Autre pattern amusant, il arrive qu’un jeune homme épouse une jeune femme ayant le même prénom qu’une de ses soeurs, ou qu’une jeune femme épouse un homonyme d’un de ses frères. Je n’ose imaginer la confusion que de telles unions ont pu causer au sein des familles.

Enfin, un pattern régulier consiste en une pratique courante au sein des communautés juives d’il y a plus d’un siècle, et consistant pour une veuve à épouser le frère de son époux défunt. Ce type de mariage dérive d’un commandement de la Torah, le Yibboum. Là où cela devient plus intrigant, c’est lorsqu’on assiste à une version symétrique du Yibboum, qui ne fait nullement l’objet d’un commandement, et qui relèverait presque d’un interdit : un homme qui épouse la soeur de son épouse défunte.

Quelques célébrités

Il m’arrive bien évidemment de tomber sur quelques célébrités. Cet arbre global compte donc quelques noms connus. Des humoristes comme Michel Boujenah, Elie Kakou ou le dessinateur Wolinski, ainsi que sa collègue Elsa Cayat, tombée comme ce dernier lors de l’attentat de Charlie. Des personnalités du monde de la culture, comme Albert Memmi ou les frères Marouani. L’ancien champion de tennis français Pierre Darmon et le boxeur Young Perez, ainsi qu’Henri Smadja, ancien propriétaire du journal Combat.

On y trouve aussi de nombreux rabbins, bien évidemment, dont certains font partie des auteurs de livres recensés sur le site du CFJT. Des chefs d’entreprise, comme les fondateurs de Naf-Naf ou de Tati. Des scientifiques également : j’ai déjà recensé une douzaine de polytechniciens (dont quelques camarades de promotion), et quelques normaliens et centraliens.

Qui a dit que les tunes s’étaient tous installés au sentier ?

Et après ?

Avec 50 000 individus, je suis encore loin de couvrir deux siècles de judaïsme tunisien. Pour couvrir ces deux siècles, il me semble que ce serait plutôt de l’ordre de 200 000 à 300 000 personnes que devrait contenir un tel arbre, et encore, ce n’est qu’une estimation. Cela représenterait encore 5 à 6 années de travail… Encore faudrait-il que les sources soient accessibles. Je ne dispose malheureusement pas de données complètes. J’ai encore quelques amis qui tardent à me communiquer les données familiales, ce qui est bien dommage, car la connaissance des différentes ramifications familiales disparaît avec la génération qui part, le covid jouant un sale rôle dans ce processus.

Cette masse d’informations absentes se voit aisément lorsque je réalise une décomposition en composantes connexes des données cumulées.
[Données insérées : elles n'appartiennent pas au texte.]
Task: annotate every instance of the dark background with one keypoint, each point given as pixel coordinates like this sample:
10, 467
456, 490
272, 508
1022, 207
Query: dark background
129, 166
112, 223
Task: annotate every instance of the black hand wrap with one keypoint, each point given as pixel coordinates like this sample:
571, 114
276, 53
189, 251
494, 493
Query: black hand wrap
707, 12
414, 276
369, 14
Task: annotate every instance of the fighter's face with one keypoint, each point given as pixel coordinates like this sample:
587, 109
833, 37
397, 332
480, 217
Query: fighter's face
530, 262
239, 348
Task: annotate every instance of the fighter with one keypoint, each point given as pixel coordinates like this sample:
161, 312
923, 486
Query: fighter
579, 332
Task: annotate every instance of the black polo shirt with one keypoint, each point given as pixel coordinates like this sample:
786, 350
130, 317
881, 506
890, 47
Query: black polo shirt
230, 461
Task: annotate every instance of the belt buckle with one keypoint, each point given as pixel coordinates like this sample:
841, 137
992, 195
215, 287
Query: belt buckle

Au lieu de disposer d’une unique forêt de 50 000 individus, je dispose d’une forêt d’un peu plus de 46 000 individus, et de 160 autres forêts disjointes, dont la taille varie de 5 à 162 individus. Il y en a 4 de plus de 100 individus. Comment relier certains petits arbres au reste de la forêt ? Je ne le sais pas, certains chaînons sont absents, et certaines informations sont probablement fausses…

C’est évidemment très frustrant, et je n’ai qu’une seule envie, c’est de reconnecter les morceaux. Mais cela ne sera probablement pas toujours possible. Pour reconnecter, il faut remonter aux générations précédentes, et malheureusement, les témoins de cette époque ont disparu. Les sources d’état-civil sont assez parcellaires, le site GenealoJ ne propose que certains actes, principalement entre les annes 1870 et 1920.
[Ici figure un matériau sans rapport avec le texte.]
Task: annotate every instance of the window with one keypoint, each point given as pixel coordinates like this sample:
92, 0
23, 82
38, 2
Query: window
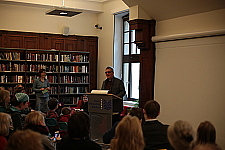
131, 63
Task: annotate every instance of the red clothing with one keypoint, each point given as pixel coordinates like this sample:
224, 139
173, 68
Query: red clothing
64, 118
3, 142
52, 114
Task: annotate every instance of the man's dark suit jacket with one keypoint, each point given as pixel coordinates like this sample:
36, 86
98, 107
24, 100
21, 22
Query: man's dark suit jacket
155, 135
La seule façon d’y parvenir, c’est que tout lecteur intéressé par le sujet et disposant de données à partager prenne contact avec moi. C’est très simple, il suffit de laisser un commentaire ou de m’envoyer un mail, mon adresse est très simple à trouver.

Sur le même sujet

Au-delà de ce travail amateur, il existe de nombreux ouvrages et revues qui parlent des juifs de Tunisie. Citons, notamment, une récente étude du Crif, ainsi que la revue du Cercle de généalogie juive, qui revient régulièrement sur cette communauté plus petite que celle du Maroc ou d’Algérie, mais ô combien dynamique.